Başkanlığın, 103 bin kişinin çalıştığı bir kurum olduğunu hatırlatan Bardakoğlu, bazı istenmeyen olaylarla karşılaşılabildiğini ancak eksiklikleri, kusurları en aza indirmeye gayret ettiklerini dile getirdi.
Bu ramazanda "Paylaşmak Güzeldir" sloganını benimsediklerini, 81 ilde, 80 bin camide bu temanın işlendiğini anımsatan Bardakoğlu, toplumda da böyle bir konunun işlenmesine ihtiyaç olduğunun anlaşıldığını belirtti.
Son yılların en önemli sorunlarından birinin de sorumsuz ve sınırsız dünyevileşme olduğuna dikkati çeken Bardakoğlu, bunun toplumları felakete sürükleyeceğini vurguladı.
Bardakoğlu, dünyevileşme karşısında denge çağrısı yaparak, ilimle irfanın, bilgiyle hikmetin birleştirilmesini istedi.
"İslam Dini'ni kavgadan, gerilimden, ayrılıktan uzak anlamak ve toplumsal birliğin temel harçlarından biri yapmak zorundayız" diyen Bardakoğlu, Orta Doğu'daki pek çok ülkede gerilim yaşandığını, geçmişte bir arada yaşayanların bugün ayrı gruplar halinde birbirini yok etmeye çalıştığına işaret etti.
Bardakoğlu, "Din iyi anlaşılmazsa ve iyi anlatılmazsa, din eğitimi iyi verilmezse ayrılık, gayrılığın da kavganın, gerilimin de adeta besleyicisi olabiliyor.

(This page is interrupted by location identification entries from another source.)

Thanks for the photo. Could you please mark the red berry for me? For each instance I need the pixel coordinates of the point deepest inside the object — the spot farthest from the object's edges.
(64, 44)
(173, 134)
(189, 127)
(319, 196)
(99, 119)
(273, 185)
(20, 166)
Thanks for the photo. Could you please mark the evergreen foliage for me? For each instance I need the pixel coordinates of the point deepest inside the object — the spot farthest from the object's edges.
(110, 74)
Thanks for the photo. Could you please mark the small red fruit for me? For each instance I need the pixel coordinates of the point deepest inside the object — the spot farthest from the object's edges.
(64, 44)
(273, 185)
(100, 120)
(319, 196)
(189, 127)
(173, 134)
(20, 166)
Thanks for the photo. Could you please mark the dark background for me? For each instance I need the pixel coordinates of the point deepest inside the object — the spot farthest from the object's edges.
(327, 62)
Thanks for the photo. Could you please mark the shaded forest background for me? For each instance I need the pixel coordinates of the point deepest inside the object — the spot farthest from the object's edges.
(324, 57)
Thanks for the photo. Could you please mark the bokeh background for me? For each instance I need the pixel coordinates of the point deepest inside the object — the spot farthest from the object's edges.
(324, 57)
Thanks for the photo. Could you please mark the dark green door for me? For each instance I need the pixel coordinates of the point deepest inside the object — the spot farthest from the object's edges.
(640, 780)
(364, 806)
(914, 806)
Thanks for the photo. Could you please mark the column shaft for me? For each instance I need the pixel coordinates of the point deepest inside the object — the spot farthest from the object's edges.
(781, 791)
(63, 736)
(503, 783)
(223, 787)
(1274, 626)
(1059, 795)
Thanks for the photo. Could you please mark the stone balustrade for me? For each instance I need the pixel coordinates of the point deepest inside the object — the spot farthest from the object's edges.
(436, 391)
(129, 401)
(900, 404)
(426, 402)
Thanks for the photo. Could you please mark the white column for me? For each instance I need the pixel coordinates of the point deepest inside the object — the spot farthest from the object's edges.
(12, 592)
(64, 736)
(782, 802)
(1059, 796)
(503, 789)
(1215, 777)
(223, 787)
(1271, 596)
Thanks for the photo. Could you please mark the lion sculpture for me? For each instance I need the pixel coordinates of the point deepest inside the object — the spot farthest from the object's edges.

Türkiye'de bu yanlışları hiç yapmadık ve yapmayız inşallah" dedi.
Diyanet İşleri Başkanlığı'nın kurulmasını "çok hayırlı ve önemli bir iş olarak" nitelendiren Bardakoğlu, "Cumhuriyet'in bir ayağını da böyle bir kurum üzerine oturttular. Böylece toplumda ayrılık, gayrılık yerine bilgiye, eleştiriye dayalı, bilimsel düşünceyi önemseyen, ama kendini geliştirmeyi de önemseyen bir kurum oluştu" diye konuştu.
Diyanet'in toplumun hassasiyetlerini gözönüne alan, toplumla kavga eden değil, toplumun önünde yürüyen bir kurum geleneğine sahip olduğunu vurgulayan Bardakoğlu, bu geleneği ilimle buluşturarak biraz daha ileri götürmeye gayret ettiklerini dile getirdi.
Kürtçe vaaz
Bardakoğlu, bir gazetecinin "Demokratik Açılım" çalışmaları çerçevesinden Başkanlığın Kürtçe vaaz ve hutbe verip vermeyeceği yönündeki sorusunu, "Gündemimizde Türkçe hutbe, Türkçe vaaz var başka da bir dil yok" şeklinde yanıtladı.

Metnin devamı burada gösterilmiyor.